L’histoire d’amour entre Sultana et Clodonis se fond dans un contexte de zombification que Frankétienne développe dans ses textes comme une métaphore de l’aliénation et de l’anéantissement que les Duvalier imposent au peuple haïtien. Sur une scène minimaliste, sous une lumière très tamisée, parfois presque inexistante, les zombies de Guy Régis Jr se trainent tels des pantins manipulés par une femme bòkò dont la voix ne donne pas seulement des ordres mais s’applique aussi à rabaisser ces êtres humain dépourvus de toute volonté. Si le personnage de Sultana, héroïne qui par amour donne le sel salvateur à un jeune homme zombifié, est fort, c’est le celui de Clodonis qui se charge de transmettre, une fois la zombification vaincue, le message de révolte adressé non seulement aux Haïtiens mais aussi aux peuples du monde.
Le défi de donner voix aux souffrances d’un peuple
Un dernier défi scénographique est relevé avec brio par Guy Régis Jr et sa troupe : celui de transposer, dans le langage théâtral, la révolution littéraire mise en place dans l’écriture de Frankétienne. Si l’on ne peut pas vraiment parler de spiralisme pour ces textes, l’auteur y pratique déjà une énonciation spiraliste soulignée par les choix typographiques du texte francophone. La force de la parole ne peut pas être exprimée à travers une simple polyphonie ; et le metteur en scène semble l’avoir bien compris. Les spectateurs assistent ainsi à un enchevêtrement des voix qui s’interpellent, se répondent et se superposent. Aux tirades et dialogues des personnages s’ajoute un chœur qui évoque souvent, par le biais d’un travail vocal saisissant, les souffrances d’un peuple zombifié. Ce qui dans d’autres pièces pourrait être considéré comme une cacophonie devient, dans la pièce de Guy Régis Jr, l’expression profonde d’une douleur qui prend la force d’un tourbillon mais qui appelle, par cette même force, à la libération.
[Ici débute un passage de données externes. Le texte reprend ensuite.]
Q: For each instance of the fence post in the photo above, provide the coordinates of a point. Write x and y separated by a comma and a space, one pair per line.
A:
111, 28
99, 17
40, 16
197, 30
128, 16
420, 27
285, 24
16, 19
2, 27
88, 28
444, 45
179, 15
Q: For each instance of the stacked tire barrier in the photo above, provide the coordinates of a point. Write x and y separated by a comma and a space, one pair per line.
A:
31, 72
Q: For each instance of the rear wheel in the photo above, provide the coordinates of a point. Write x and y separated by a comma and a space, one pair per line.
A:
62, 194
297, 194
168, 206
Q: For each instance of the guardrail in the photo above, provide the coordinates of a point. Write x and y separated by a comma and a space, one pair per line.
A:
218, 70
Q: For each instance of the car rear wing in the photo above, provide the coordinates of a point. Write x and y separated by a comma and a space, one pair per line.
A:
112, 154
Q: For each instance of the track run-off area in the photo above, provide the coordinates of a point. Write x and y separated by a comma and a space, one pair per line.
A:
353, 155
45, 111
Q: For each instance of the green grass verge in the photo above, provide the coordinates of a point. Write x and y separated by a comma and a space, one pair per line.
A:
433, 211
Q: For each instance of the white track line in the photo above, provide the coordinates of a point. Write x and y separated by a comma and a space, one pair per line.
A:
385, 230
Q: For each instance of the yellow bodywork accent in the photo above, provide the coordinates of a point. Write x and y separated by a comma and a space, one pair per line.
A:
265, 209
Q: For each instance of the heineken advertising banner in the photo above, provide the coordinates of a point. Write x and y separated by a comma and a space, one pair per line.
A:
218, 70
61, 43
C’est le sel parsemé sur la scène, symbole de la culture comme clé pour la dézombification et donc pour le salut du peuple, qui permet d’actualiser le message de Frankétienne. Les dessins que Sultana fait sur la scène ainsi saupoudrée rappellent le pouvoir de la création artistique face à l’oppression. L’appel de Clodonis à partager le sel entre les peuples du monde actualise ce discours haïtien, car « il y aura toujours un défi quelque part ». Cette pièce est une expérience forte d’autant plus qu’elle trouve une pertinence indéniable dans le contexte actuel et montre la riche vitalité du monde culturel haïtien.
[1] Le spectacle est présenté du 21 au 24 janvier 2015 au Tarmac, 159 avenue Gambetta – 75020 Paris, réservation sur www.letarmac.fr
[2] Frankétienne, Dézafi [1975], La Roque d’Anthéron, Vent d’ailleurs, 2014.
[3] Jean Bernabé, Patrick Chamoiseau et Raphaël Confiant n’hésitent pas à dédier les Eloge de la Créolité (1989) « à Césaire, à Glissant, ba Frankétyèn », constituant ainsi une triade fondatrice des littératures de la créolité.
[4] Frankétienne, Les affres d’un défi [1979], La Roque d’Anthéron, Vent d’ailleurs, 2014.
[5] « Frankétienne est doublement l’écrivain du défi : entretien avec Guy Régis Jr », Le Carnet du Tarmac n°15, p. 4.